One of Philadelphia’s native sons — television journalist Ed Bradley — will be the subject of a public mural in West Philadelphia.
Bradley was a longtime correspondent on the news magazine show “60 Minutes.” He died in 2006.
Mural Arts Philadelphia has designed and executed over 4000 murals in Philadelphia. This will be the first one about a journalist.
“Let’s face it, everybody. We live in very turbulent times, when journalistic integrity is more important than ever,” said Mural Arts director Jane Golden, speaking at St. Ignatius school in West Philadelphia. “It’s my hope that our tribute to Ed Bradley will inspire a new generation of journalists and encourage people to speak up and pursue the truth at all costs.”
The mural is still in the design phase; it will likely feature a 25-foot tall portrait of Bradley in the foreground, with sepia-toned images of his life as a journalist behind him. And — yes — it will feature the iconic gold earring in his left ear.
Bradley was born and raised in West Philadelphia, in the neighborhood then called the Black Bottom. It was a poor, African-American neighborhood, where Bradley was taught by the nuns of the St. Ignatius parish.
At the unveiling event, the current principal of St. Ignatius produced Bradley’s report card from the first grade. It shows he began his academic career as an average student but quickly learned the ropes of the whole school thing: he ended first grade strong, earning excellent marks.
After graduating from Cheyney State College (now called Cheyney University, t he oldest historically black university in America), he returned in Philadelphia to teach elementary school, moonlighting as on-air talent at radio station WDAS. He would move on to work for CBS in New York.
Bradley sustained injuries while reporting on the Vietnam War from Cambodia. He returned to the states to be the first African-American journalist to cover the White House. Eventually, he became a regular contributor to “60 Minutes” for 26 years.
He died of leukemia in 2006 at age 65.
“He never forgot that he was from this place called The Bottom,” said Bradley’s widow, Patricia Blanchet. “He always played against that: ‘Oh yeah? You think I’m from a place called The Bottom? You think I’m about The Bottom? Let me show you what Bottom people are about. We’re about integrity, we’re about grit, we’re about hard work, we’re about excellence and intelligence.'”

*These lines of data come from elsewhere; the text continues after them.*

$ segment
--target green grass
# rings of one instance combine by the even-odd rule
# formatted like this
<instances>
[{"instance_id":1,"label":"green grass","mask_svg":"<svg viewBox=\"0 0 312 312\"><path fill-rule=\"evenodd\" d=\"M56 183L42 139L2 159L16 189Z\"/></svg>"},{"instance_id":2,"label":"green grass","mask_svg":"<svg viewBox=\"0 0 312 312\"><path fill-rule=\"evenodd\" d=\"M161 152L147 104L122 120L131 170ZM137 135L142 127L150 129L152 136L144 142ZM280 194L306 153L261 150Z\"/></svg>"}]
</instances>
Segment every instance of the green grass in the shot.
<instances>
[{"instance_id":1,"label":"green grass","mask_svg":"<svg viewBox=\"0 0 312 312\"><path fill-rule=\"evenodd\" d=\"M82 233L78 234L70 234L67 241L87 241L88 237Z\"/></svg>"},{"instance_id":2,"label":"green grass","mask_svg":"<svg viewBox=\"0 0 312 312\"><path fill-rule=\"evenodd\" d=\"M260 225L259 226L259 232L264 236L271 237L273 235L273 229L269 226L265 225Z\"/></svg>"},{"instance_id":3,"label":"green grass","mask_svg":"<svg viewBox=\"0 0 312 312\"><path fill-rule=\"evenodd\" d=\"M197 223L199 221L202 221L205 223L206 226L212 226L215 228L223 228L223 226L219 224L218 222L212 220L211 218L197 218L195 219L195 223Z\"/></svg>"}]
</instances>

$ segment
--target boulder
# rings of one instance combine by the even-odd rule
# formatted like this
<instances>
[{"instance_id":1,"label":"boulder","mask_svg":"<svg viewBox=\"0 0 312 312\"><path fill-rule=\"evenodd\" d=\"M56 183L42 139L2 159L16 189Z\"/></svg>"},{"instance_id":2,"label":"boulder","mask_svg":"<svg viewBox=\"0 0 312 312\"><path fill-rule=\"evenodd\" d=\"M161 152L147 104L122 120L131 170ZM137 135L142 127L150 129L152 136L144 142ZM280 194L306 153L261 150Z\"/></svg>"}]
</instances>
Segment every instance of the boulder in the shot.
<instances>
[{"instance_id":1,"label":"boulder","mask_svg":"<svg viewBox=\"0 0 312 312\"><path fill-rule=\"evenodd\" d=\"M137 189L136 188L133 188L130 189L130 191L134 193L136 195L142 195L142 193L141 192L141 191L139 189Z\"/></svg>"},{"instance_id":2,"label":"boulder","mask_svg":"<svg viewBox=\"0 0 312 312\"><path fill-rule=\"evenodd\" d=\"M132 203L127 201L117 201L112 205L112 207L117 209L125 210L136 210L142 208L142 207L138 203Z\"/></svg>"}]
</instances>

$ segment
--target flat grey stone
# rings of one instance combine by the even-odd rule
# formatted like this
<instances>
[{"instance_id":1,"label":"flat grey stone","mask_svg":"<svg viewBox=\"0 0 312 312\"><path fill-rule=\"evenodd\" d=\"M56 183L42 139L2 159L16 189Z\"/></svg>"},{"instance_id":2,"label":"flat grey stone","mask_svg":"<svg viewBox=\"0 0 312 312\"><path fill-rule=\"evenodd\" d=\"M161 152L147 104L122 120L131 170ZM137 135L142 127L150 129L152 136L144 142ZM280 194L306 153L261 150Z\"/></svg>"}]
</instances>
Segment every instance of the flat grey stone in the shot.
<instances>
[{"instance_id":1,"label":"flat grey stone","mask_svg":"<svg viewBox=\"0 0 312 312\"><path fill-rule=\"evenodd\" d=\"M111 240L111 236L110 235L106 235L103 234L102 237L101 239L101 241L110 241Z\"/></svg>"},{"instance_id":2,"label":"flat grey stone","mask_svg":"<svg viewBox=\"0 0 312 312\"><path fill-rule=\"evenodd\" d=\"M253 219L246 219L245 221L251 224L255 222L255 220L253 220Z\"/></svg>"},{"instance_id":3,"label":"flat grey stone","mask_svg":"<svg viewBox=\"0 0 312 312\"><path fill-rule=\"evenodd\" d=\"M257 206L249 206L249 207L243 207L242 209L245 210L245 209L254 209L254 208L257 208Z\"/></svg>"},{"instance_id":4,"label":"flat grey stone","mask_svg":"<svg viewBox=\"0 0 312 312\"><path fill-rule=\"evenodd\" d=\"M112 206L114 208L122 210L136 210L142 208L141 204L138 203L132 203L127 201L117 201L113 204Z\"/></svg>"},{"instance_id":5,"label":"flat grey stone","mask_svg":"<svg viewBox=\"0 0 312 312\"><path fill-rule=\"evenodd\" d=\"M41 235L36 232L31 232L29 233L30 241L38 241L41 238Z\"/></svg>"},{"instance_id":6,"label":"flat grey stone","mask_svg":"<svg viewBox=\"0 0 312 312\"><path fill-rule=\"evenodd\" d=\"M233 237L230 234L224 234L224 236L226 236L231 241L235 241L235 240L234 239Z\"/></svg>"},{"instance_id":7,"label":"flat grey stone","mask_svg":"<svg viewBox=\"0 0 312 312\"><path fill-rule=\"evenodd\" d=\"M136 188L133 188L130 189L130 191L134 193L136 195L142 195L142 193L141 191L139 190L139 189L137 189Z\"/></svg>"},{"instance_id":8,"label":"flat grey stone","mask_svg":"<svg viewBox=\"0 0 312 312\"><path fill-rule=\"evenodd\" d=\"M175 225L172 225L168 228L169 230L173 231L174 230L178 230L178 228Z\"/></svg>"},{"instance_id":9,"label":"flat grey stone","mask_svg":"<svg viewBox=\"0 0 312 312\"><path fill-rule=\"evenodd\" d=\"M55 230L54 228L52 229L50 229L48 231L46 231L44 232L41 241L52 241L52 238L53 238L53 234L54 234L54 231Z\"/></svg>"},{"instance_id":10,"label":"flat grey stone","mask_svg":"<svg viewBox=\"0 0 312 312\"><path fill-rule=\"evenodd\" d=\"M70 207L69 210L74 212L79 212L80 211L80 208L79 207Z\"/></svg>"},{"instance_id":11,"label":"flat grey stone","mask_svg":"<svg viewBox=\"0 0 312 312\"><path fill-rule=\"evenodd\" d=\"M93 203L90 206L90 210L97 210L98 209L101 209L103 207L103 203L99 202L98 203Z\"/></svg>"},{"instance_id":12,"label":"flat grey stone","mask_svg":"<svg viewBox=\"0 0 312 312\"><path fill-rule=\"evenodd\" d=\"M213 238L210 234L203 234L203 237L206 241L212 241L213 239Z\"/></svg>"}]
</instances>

Bradley already has a street named after him; in 2015, a section of City Avenue was renamed Ed Bradley Way.
The man behind that effort — Leroy McCarthy — was also the driver of the mural. McCarthy, a fellow Cheyney alumnus (though he never knew Bradley personally), who works in the film industry as location manager. He doggedly pursued Golden and city Councilwoman Jannie Blackwell to greenlight the project.
The mural, to be started this summer, was designed by artist Ernel Martinez and will be painted on the side of a rowhome above a vacant lot near on Belmont Avenue near Girard. That particular house has no significance to Ed Bradley’s life, other than being in the general neighborhood where he grew up.
“Murals are really the autobiography of Philadelphia,” said Golden. “I think a city is made up of the people who live there. We need to honor our heroes in big, bold, tangible ways, and Ed Bradley is one of our heroes.”
Mural Arts will invite the public to help paint the mural on selected days. At those events, members of the National Association of Black Journalists will be on hand to talk to young people about careers in journalism. In the fall, planned workshops in area schools will expose students to the possibility of working in the arts and journalism fields, using Bradley as a role model.
“I think an image has to be enlivened, and it has to be activated,” said Blanchet. “The way you activate a mural on the street is to have the neighborhood engage with that mural.”
The mural is expected to be completed by November.